2 CONTINUIDADES E DESCONTINUIDADES DA PARTICIPAÇÃO

2.4 Descentralização e participação

Ao refletir sobre a estrutura do Estado na atualidade, Jacobi (2000) defende que a centralização administrativa é um atraso, pois conduz à ineficiência no desenvolvimento das políticas setoriais e dos serviços públicos. Além disso, demonstra o retrocesso democrático, necessitando, desta maneira, de uma redefinição quanto à relação entre Estado e sociedade, conforme salienta: ―A questão da descentralização é hoje uma das principais precondições para formular uma efetiva democratização do Estado‖ (JACOBI, 2000, p. 35), fator que impulsionou o desenvolvimento do instrumento do Orçamento Democrático Estadual.

Para Jacobi (2000), o termo descentralização define uma transferência ou delegação de autoridade legal e política aos poderes locais, para planejar, tomar decisões e gerir funções públicas do governo central. A descentralização, então, institui uma distribuição territorial de poder, o que implica em delegação de autoridade. No entanto, segundo ele, esse poder transferido depende da forma de descentralização, que pode ser: desconcentração, delegação ou devolução.

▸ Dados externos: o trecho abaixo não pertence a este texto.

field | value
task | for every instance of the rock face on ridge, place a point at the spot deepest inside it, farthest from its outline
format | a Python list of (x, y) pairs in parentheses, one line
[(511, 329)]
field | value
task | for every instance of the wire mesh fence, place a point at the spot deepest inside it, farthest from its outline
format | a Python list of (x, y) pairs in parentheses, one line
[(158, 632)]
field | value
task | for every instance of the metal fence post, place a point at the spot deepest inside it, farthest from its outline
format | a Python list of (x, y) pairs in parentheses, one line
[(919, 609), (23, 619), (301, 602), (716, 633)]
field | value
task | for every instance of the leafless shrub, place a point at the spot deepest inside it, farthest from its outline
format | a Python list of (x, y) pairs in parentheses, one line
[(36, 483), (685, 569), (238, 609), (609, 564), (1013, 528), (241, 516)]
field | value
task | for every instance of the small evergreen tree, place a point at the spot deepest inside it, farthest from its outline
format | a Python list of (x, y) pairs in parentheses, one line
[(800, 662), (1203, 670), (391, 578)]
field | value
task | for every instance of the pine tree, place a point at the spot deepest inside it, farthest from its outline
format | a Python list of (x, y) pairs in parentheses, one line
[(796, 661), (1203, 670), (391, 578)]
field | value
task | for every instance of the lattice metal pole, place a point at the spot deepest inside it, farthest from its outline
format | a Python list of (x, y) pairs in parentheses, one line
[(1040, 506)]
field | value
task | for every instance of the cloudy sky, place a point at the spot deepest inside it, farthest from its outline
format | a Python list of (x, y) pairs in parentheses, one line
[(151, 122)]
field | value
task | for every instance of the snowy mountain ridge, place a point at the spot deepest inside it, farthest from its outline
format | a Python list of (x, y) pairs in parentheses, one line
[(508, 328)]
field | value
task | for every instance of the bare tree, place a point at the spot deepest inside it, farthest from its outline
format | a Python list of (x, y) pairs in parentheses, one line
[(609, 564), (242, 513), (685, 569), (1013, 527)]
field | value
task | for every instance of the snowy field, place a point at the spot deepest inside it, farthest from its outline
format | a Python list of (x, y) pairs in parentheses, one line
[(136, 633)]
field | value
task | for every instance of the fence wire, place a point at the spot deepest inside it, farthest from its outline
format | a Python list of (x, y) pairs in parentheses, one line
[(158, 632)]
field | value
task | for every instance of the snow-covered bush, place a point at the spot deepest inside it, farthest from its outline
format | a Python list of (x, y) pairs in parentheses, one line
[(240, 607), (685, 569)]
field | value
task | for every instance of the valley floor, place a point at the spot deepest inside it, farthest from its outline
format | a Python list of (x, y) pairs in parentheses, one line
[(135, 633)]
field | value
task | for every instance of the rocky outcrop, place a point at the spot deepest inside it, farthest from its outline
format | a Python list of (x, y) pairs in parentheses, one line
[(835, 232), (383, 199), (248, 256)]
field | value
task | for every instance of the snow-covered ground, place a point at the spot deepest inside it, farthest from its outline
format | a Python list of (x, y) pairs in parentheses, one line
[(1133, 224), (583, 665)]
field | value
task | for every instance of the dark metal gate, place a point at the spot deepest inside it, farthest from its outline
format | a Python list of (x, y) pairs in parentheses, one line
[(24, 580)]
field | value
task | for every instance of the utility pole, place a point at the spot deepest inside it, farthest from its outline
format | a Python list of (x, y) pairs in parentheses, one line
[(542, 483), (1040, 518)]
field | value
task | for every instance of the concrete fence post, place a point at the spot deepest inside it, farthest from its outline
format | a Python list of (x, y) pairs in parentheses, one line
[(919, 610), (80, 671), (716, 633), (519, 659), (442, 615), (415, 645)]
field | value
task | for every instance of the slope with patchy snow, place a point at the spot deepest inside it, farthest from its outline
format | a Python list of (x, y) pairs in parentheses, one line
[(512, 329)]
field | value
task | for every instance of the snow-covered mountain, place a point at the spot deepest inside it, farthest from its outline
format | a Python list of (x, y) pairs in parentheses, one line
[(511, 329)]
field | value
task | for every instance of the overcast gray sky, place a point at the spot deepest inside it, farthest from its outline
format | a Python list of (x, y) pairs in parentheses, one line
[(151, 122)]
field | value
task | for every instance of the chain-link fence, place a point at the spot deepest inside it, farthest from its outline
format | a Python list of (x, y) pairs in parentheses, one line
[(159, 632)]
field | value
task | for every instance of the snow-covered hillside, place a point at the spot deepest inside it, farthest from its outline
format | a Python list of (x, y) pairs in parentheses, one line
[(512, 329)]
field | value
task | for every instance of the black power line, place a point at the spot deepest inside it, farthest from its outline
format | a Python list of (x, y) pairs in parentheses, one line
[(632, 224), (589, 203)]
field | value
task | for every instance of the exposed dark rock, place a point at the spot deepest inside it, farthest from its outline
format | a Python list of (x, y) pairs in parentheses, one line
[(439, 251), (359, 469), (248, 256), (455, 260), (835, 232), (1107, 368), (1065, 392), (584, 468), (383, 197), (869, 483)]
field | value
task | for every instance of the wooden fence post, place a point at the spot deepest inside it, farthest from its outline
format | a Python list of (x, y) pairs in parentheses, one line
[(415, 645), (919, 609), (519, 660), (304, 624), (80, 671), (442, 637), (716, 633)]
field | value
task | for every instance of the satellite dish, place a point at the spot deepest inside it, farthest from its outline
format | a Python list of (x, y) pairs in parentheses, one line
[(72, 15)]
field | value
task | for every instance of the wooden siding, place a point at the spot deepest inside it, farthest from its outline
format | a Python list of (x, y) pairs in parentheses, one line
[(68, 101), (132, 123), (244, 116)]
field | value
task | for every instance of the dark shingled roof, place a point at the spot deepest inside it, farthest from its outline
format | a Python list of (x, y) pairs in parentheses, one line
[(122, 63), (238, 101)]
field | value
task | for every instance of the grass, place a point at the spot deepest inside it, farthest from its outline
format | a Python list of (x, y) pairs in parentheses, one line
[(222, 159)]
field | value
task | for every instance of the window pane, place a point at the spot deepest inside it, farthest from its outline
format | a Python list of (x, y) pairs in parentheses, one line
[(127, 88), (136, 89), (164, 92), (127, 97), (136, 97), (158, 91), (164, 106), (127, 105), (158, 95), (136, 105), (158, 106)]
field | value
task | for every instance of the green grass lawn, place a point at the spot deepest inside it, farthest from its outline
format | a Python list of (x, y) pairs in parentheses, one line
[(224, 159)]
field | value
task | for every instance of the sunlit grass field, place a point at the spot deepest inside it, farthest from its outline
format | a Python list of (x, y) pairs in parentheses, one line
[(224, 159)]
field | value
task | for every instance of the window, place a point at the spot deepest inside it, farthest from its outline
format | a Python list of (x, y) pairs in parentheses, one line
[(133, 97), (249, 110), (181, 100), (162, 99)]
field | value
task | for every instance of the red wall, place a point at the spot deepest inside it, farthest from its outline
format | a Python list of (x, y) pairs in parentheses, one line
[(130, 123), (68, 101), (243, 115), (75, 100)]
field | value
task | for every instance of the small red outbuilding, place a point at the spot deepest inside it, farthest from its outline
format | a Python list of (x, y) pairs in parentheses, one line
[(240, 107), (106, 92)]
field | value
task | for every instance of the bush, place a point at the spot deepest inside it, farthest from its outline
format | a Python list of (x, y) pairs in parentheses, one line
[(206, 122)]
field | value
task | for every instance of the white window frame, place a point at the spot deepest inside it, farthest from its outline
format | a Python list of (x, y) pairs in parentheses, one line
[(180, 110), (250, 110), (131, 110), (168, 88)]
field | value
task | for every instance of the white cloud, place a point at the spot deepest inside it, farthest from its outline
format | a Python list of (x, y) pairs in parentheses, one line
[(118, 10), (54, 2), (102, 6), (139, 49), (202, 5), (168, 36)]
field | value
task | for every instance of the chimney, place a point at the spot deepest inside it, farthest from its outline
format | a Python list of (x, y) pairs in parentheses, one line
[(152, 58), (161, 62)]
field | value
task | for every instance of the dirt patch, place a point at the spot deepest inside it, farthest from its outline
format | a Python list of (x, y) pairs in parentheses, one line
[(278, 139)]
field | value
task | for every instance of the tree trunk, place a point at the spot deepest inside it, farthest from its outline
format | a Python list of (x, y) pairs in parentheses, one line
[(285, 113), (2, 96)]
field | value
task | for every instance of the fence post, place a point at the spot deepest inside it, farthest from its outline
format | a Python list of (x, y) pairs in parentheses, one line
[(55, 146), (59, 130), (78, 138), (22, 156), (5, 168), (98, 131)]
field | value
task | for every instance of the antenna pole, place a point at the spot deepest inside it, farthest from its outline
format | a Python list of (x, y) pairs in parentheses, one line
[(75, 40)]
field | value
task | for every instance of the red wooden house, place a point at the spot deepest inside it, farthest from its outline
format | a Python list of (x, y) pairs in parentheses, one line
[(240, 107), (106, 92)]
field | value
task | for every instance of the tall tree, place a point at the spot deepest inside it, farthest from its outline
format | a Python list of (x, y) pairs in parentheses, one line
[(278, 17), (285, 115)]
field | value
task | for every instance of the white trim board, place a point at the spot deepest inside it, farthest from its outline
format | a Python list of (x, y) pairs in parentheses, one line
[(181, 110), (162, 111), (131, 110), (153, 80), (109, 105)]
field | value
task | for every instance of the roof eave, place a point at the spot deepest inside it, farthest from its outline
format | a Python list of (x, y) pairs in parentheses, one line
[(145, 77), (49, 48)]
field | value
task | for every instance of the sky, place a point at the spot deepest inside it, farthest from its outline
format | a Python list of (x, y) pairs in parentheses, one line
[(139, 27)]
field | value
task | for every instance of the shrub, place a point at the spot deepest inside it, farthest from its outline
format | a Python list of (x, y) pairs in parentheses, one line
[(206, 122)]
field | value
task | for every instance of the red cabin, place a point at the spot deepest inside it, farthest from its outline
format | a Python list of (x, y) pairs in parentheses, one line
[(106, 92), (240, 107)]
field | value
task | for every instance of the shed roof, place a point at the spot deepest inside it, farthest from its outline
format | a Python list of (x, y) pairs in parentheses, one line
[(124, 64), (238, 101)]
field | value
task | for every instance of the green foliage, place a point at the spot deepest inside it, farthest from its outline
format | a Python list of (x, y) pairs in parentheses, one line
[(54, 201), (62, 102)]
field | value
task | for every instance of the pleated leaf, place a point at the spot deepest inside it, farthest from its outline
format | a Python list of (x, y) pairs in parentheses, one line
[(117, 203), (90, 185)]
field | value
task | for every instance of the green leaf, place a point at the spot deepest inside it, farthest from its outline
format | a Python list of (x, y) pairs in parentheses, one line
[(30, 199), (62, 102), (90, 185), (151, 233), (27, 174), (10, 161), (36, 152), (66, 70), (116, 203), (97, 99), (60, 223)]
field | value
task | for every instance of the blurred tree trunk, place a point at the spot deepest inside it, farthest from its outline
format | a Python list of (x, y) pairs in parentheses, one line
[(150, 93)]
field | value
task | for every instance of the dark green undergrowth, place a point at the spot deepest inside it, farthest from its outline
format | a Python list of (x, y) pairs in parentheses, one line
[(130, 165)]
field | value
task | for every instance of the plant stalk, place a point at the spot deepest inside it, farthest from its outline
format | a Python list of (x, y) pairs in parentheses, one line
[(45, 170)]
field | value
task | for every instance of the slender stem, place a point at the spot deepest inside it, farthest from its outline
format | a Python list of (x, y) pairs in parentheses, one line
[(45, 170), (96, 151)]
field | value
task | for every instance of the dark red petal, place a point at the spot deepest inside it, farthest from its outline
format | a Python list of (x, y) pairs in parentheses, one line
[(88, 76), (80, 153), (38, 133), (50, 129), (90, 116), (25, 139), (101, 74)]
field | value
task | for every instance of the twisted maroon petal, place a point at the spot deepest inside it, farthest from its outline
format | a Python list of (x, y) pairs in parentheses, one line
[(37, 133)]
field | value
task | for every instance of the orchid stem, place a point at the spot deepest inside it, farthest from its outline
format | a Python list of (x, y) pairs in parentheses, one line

Por desconcentração, ele define o processo de redistribuição do poder decisório entre os diversos níveis do governo central; já delegação é definida pela transferência de responsabilidades e de poder do governo central para os órgãos públicos que não são totalmente controlados pelo governo central, mas que, em última instância, dele dependem, e, por último, diz que devolução ocorre quando há transferência de poderes do governo central para unidades subnacionais independentes.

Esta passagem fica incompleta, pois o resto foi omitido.